Breadcrumb

Asset Publisher

Host Research Group

FR20_Peptidomimetic Chemistry_Gilles Guichard

Gilles Guichard

+33 6 08 90 42 80

g.guichard@iecb.u-bordeaux.fr

https://www.guichard-iecb.fr/

Group description

The peptidomimetic chemistry research group led by Gilles Guichard focuses on the biomimetic chemistry of peptides and proteins. We are interested in designing and elaborating systems with protein-like structure and functions and to investigate and develop their applications in various fields including as bioinspired catalysts, drug-delivery systems or tools for the manipulation of biological processes. In particular, the group actively developed various projects in the field of foldamer chemistry which have been consistently funded by Regional, national and European granting agencies. The group pioneered the development of aliphatic urea-based helical foldamers as peptide helix mimics and for H-bond donor catalysis. Although centered on chemical synthesis, the research projects in the Guichard group are based on multidisciplinary approaches involving spectroscopic studies, crystallographic analyses, combinatorial techniques, and binding studies.

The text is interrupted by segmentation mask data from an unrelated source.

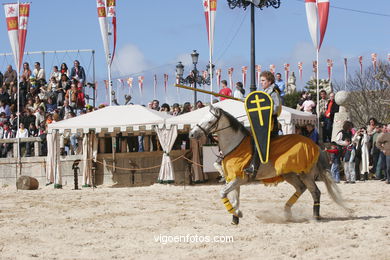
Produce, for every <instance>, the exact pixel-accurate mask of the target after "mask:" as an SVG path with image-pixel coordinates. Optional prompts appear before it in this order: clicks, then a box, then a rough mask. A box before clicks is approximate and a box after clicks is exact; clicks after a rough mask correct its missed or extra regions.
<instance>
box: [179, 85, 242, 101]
mask: <svg viewBox="0 0 390 260" xmlns="http://www.w3.org/2000/svg"><path fill="white" fill-rule="evenodd" d="M175 87H177V88H184V89H188V90H192V91H197V92H202V93H205V94H209V95H214V96H216V97H223V98H227V99H232V100H237V101H241V102H244V100H242V99H239V98H235V97H231V96H226V95H223V94H219V93H216V92H212V91H208V90H204V89H199V88H192V87H188V86H185V85H181V84H176V85H175Z"/></svg>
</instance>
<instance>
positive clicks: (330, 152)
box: [325, 142, 340, 183]
mask: <svg viewBox="0 0 390 260" xmlns="http://www.w3.org/2000/svg"><path fill="white" fill-rule="evenodd" d="M325 151H326V152H328V153H330V154H331V156H330V158H331V159H330V161H331V163H332V167H331V172H332V178H333V180H334V181H335V182H336V183H340V171H339V166H340V151H339V149H338V146H337V144H336V143H335V142H332V143H331V149H328V150H325Z"/></svg>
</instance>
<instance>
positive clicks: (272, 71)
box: [269, 64, 276, 74]
mask: <svg viewBox="0 0 390 260" xmlns="http://www.w3.org/2000/svg"><path fill="white" fill-rule="evenodd" d="M275 69H276V66H275V65H274V64H271V65H269V71H270V72H271V73H272V74H275Z"/></svg>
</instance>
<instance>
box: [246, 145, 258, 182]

Gilles Guichard (53 y.o., 172 publications + 6 book chapters, H index 42 (scopus)) is currently a CNRS Research Director (DR1) and group leader at CBMN and IECB. He has been serving as scientific deputy director of CBMN Institute since 2017. The Guichard research group is composed of 13 people (excluding Master students) including 4 permanent researchers and one technician in crystallography, 5 post-doctoral fellows and 4 PhD students. Guichard is a strong advocate for equal opportunity recruitment (>40 % of current coworkers in the group are women).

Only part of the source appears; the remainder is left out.